Secondly, as shown in the figure, there are distribution gaps between two different datasets, and the distribution gap is part of the domain gap. So, in the presence of the domain shift, deep learning models trained on one domain always suffer tremendous performance degradation when evaluated on another domain.
Existing CIL and UDA methods address different challenges separately, ignoring that the catastrophic forgetting and domain shift concurrently exist in 3D object detection on point clouds of real-world environments. And we aim to leverage labeled old classes on the source domain and labeled new classes on the target domain to close the domain shift and adapt to new classes without forgetting old classes on the target domain in DA-CIL.
As fig3 shows, our DA-CIL framework contains two steps: First, cross-domain intermediate point clouds and in-domain augmented point clouds are generated by dual-domain copy-paste augmentation. Then, a dual-teacher network is constructed to distill knowledge from these domains for domain adaptive class-incremental learning.

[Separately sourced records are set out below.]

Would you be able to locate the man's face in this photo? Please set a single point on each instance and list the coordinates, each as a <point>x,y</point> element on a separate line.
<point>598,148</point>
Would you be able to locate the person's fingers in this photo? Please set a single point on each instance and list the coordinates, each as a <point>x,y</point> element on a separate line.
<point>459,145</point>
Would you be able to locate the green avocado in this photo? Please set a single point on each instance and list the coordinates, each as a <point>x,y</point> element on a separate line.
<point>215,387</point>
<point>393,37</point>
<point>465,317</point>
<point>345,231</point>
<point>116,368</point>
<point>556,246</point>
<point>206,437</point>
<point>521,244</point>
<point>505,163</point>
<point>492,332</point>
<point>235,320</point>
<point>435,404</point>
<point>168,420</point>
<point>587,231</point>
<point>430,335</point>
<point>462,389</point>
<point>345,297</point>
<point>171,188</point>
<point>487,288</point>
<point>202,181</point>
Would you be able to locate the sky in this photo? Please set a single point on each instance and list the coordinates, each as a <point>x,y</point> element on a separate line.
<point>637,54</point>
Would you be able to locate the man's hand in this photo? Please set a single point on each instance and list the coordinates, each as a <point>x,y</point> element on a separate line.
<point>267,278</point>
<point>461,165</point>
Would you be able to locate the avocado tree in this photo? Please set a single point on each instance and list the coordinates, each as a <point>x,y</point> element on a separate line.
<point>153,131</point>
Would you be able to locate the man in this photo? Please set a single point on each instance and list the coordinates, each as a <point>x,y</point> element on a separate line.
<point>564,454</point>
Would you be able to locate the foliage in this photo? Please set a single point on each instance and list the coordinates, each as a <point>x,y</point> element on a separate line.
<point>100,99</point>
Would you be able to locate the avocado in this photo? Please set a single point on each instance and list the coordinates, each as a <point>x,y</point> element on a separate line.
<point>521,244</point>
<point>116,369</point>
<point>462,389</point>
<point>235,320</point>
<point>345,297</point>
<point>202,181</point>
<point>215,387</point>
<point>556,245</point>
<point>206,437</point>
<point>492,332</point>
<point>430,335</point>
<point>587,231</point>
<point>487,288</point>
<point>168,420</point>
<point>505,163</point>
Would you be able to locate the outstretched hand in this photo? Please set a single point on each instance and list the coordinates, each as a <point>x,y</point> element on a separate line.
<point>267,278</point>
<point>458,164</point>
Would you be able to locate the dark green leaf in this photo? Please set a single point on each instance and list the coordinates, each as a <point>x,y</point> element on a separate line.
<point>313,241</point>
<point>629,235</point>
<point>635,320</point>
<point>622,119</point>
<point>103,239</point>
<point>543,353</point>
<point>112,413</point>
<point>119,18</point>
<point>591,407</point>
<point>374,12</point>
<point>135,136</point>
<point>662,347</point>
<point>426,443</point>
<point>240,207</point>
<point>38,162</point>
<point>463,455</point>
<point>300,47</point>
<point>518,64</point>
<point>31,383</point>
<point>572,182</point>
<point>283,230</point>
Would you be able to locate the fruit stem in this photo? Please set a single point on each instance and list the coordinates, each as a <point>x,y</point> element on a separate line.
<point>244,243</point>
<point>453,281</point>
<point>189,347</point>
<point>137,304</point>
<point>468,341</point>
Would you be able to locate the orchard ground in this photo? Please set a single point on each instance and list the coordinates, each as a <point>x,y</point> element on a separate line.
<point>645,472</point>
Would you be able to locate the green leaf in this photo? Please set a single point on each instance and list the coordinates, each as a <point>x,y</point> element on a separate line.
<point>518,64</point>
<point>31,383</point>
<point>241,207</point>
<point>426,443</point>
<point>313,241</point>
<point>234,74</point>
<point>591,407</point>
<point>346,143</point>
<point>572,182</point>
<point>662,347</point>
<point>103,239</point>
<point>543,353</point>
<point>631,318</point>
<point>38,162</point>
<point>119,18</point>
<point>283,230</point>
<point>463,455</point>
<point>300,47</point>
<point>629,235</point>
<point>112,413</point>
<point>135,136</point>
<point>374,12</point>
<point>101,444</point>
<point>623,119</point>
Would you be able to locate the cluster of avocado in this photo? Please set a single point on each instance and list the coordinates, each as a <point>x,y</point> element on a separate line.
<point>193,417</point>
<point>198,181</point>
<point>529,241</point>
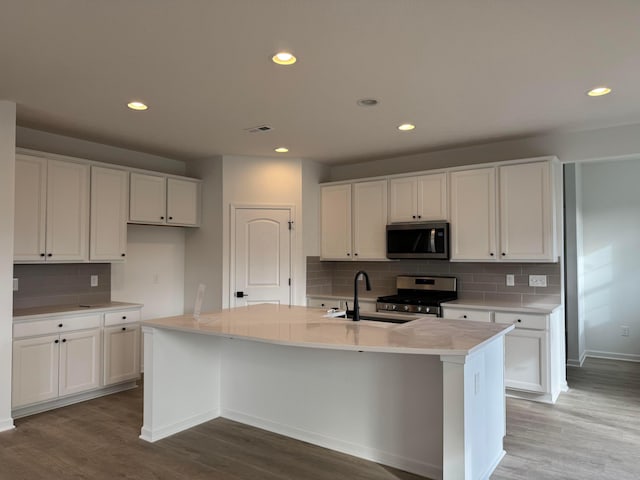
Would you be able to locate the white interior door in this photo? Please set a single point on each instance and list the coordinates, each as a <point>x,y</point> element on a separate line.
<point>262,260</point>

As shown in fig 4, our dual-domain copy paste first extracts objects from the source domain to populate the ground-truth database. Then objects are copy-pasted into point clouds from the source domain and the target domain to generate the augmented domain and the intermediate domain, respectively.
To facilitate the dual-teacher knowledge transfer, we propose multi-level consistency regularization from two aspects: Statistics-Level Consistency and Bounding Box-Level Consistency. Statistics-Level Consistency is implemented in the feedforward process and Bounding Box-Level Consistency is calculated as above equations.
Read slide
We evaluate our method on 3D object detection datasets, ScanNet and SUN RGB-D. We set 5 categories as base classes and addition 5 categories in SUN RGB-D as novel classes. The above two figures present the gap between the two datasets intuitively.
We evaluated 2 naive transfer learning baselines Freeze-and-add, and Fine-tune, one recent popular self-ensembling method, Mean Teacher and SDCoT, the co-teaching architecture, as a strong baseline for class-incremental learning. As table 1 shows, our method outperforms many methods by a clear margin in CIL under domain shift.
Read slide
To evaluate the effectiveness of different components in our method for CIL under Domain Shift, we perform ablation studies by removing components in our approach.
+slide
As illustrated in left figure, our method is able to accurately detect both old and novel classes in the target domain, overcoming the domain shift in old classes. Moreover, our model consistently outperforms the baseline SDCoT in both scenarios.